Le climat est aujourd’hui au centre des politiques spatiales et programmes spatiaux. L’intensification de la coopération internationale et une meilleure intégration des données climatiques dans les processus de prise de décision et d’adoption de politiques plus efficaces en matière d’atténuation et d’adaptation au changement climatique sont essentielles. Il s’agit désormais de développer des modèles de climat de plus en plus fiables. « Sentinelles du climat » ou bien encore « vigies du climat », les satellites fournissent une mine d’informations météorologiques au service des prévisionnistes, ce qui représente en réalité environ 90% de leurs données.
La plupart des données nécessaires viennent de l'Espace et favorisent une meilleure gestion de l’environnement utilisant données spatiales et services numériques. Une flotte mondiale de 30 à 40 satellites sont dédiés aujourd’hui au climat et sur les 50 variables climatiques que les scientifiques du GIEC (Groupe d'experts international sur l'étude du climat) doivent surveiller pour comprendre et mesurer le changement climatique, 26 d’entre elles font appel à la surveillance satellitaire.

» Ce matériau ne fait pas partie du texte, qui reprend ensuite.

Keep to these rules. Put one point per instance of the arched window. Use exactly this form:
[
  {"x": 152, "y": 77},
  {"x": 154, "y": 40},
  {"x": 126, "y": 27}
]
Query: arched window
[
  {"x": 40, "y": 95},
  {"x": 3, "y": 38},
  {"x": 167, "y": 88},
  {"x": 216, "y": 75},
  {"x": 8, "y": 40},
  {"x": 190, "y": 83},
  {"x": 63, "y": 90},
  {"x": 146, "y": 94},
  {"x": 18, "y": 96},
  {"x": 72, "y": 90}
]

Si l’apport du spatial, des satellites d’observation de la terre à la problématique du changement climatique est donc sans équivalent pour comprendre le climat, suivre ses évolutions et ses dérèglements, il l’est aussi pour contrôler les engagements internationaux pris en vue de maîtriser ces derniers, en particulier au lendemain de l’Accord de Paris issu de la COP 21. En effet, le rôle des satellites dans le contrôle des promesses des Etats en matière d’émissions de gaz à effet de serre leur confère le nom de « satellites policiers ». La prochaine génération de satellites météorologiques ou vigies en orbite mesureront avec précision les concentrations de gaz présentes dans l’atmosphère responsables du réchauffement climatique et pourront mieux localiser et quantifier les sources et les puits de gaz à effet de serre.

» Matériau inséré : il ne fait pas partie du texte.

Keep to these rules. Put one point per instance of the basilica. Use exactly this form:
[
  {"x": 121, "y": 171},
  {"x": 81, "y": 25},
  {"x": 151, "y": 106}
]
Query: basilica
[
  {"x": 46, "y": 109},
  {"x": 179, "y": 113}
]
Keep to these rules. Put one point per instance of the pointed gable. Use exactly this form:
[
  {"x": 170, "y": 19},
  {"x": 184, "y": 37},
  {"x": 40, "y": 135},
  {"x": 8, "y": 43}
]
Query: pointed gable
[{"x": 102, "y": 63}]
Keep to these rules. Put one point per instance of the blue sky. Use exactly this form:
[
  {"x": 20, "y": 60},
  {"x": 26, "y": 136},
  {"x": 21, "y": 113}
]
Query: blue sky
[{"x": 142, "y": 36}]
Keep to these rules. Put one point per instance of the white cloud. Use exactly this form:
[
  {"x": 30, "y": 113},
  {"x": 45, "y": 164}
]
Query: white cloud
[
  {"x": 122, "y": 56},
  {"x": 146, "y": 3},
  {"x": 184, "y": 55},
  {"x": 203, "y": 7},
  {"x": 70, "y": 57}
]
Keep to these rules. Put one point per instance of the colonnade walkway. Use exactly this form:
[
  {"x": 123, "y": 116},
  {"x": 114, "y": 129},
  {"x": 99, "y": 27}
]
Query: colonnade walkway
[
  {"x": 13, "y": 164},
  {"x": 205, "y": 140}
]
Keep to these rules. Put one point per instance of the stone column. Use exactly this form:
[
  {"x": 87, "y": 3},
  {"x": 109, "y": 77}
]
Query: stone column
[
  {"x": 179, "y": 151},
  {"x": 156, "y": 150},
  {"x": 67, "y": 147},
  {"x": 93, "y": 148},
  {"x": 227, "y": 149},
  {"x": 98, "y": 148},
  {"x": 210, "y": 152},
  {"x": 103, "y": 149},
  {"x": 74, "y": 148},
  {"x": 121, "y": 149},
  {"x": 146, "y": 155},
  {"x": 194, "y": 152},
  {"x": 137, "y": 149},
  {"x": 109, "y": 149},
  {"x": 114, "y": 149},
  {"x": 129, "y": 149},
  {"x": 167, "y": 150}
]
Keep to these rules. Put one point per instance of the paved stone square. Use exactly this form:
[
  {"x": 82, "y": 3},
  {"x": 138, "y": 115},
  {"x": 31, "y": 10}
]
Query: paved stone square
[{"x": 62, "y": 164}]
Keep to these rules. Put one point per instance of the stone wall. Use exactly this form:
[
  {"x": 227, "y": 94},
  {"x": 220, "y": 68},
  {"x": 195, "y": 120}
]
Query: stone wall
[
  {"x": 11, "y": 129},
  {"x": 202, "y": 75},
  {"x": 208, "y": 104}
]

La surveillance de l’environnement constitue l’une des priorités du Programme des Nations Unies pour les applications des techniques spatiales et les contributions qu’apportent les activités spatiales au développement durable et à la réalisation des Objectifs du Millénaire pour le développement sont en pleine expansion.
Par ailleurs, le rapport "Global risks 2016" publié en marge du forum de Davos de janvier 2016 classe le changement climatique en tête des risques mondiaux majeurs en termes d’impact qui pèsent sur l’économie mondiale.
l’Afrique en tant que continent le plus vulnérable est le continent le plus dépendant de l’espace et les satellites sont particulièrement utiles dans les régions isolées de ce continent.
Quant à l’ensemble des pays émergents qui se dotent peu à peu de satellites de communication et d'observation de la terre, ils représenteront bientôt un marché d'un milliard de dollars par an.
Avec les projets en cours de satellites de nouvelle génération peu chers et très performants qui fourniront une image de plus en plus fiable et précise pour surveiller les émissions de méthane et les émissions de CO2, pour recueillir notamment des données relatives aux lacs et aux fleuves, aux vents et aux vagues à la surface des océans, et probablement à terme pour détecter très tôt les tsunamis et les tremblements de terre, le spatial aura une place prépondérante à l’avenir et deviendra un outil incontournable d’aide à la décision. D’autant que les progrès de la technologie spatiale n’en sont encore qu’ à leurs balbutiements.
Mais pour que tous les pays puissent réaliser leurs promesses en matière de lutte contre les changements climatiques à la veille de l’organisation de la COP 22 à Marrakech et à l’heure où l’action de polluer est qualifiée de « crime climatique », outre l’aspect technologique et financier, il faut disposer facilement des données et informations satellitaires.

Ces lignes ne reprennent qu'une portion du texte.